25.11.2010: Vision einer freien Wissensordnung

  
 

Forum Wissenschaft 4/2010; Foto: Thomas Plaßmann

Außenstehende halten die Piratenpartei für eine - manchmal etwas chaotisch erscheinende - Ein-Punkt-Partei für die Internetproblematik. Michael Paetau begründet hingegen, warum sie aus seiner Sicht einen zukunftsfähigen neuen Politiktypus für die post-industrielle Gesellschaft verkörpert.

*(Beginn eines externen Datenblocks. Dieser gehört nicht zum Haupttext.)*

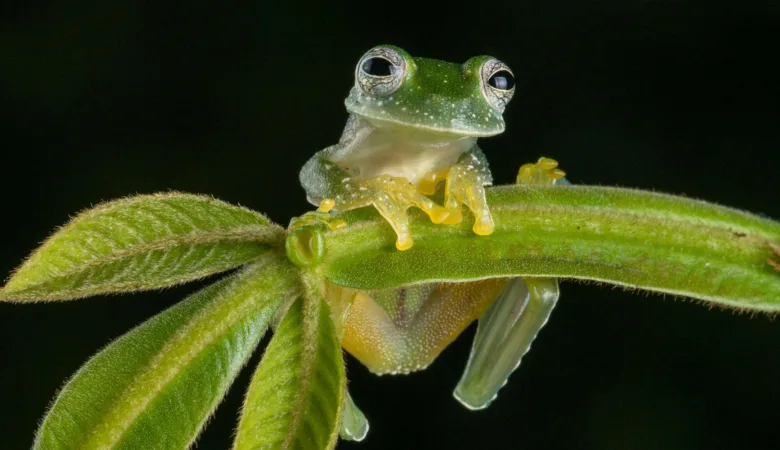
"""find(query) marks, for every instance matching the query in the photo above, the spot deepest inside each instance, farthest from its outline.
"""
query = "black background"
(105, 99)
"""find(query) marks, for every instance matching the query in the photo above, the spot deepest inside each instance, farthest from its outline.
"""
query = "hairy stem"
(632, 238)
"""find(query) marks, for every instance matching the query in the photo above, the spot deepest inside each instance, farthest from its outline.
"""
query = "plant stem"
(627, 237)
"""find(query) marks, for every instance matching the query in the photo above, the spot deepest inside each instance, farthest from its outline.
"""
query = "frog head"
(394, 89)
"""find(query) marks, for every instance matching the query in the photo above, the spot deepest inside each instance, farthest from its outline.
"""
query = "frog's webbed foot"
(504, 335)
(391, 196)
(773, 263)
(544, 171)
(321, 215)
(464, 185)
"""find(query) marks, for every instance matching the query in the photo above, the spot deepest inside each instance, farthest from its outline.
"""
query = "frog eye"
(498, 83)
(380, 72)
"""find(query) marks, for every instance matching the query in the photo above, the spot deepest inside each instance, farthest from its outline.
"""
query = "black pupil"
(378, 67)
(502, 80)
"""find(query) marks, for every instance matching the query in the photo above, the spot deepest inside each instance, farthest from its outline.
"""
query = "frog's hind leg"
(504, 334)
(507, 329)
(354, 426)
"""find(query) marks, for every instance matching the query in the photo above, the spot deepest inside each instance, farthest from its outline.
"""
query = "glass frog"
(412, 133)
(414, 122)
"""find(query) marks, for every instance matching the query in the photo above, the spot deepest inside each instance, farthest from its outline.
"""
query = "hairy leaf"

Überraschende Erfolge der Piratenpartei bei den Europawahlen 2009, bei der Bundestagswahl 2009 und - wenngleich auf einem etwas niedrigeren Niveau - bei der Landtagswahl in Nordrhein-Westfalen 2010 haben in der deutschen Parteienlandschaft für Irritation gesorgt. Obwohl als spleenige Nerds belächelt, als Graswurzelpartei mit ihrem angeblichen "One-Issue-Programme" als politische Eintagsfliege abgetan, hat man in der deutschen Öffentlichkeit mit Erstaunen eine bemerkenswerte Attraktion dieser jungen Partei vor allem bei jüngeren Wählern registriert. Die politische Konkurrenz begriff rasch, dass sie möglicherweise über längere Zeit ein politisches Themenfeld vernachlässigt hatte, das sich in Wählerstimmen quantifizieren ließ. Mit der Aufnahme der "Internetproblematik" in die Öffentlichkeitsarbeit, einer stärkeren Web-Präsenz, dem Einsatz von "social media" wie Twitter und Facebook in Wahlkämpfen und mit der Einrichtung einer Enquete-Kommission zur "Netzpolitik" hoffen die etablierten politischen Parteien nun seit einigen Monaten die vermeintlich vorübergehend fremdgehenden jungen Wähler wieder "einfangen" zu können.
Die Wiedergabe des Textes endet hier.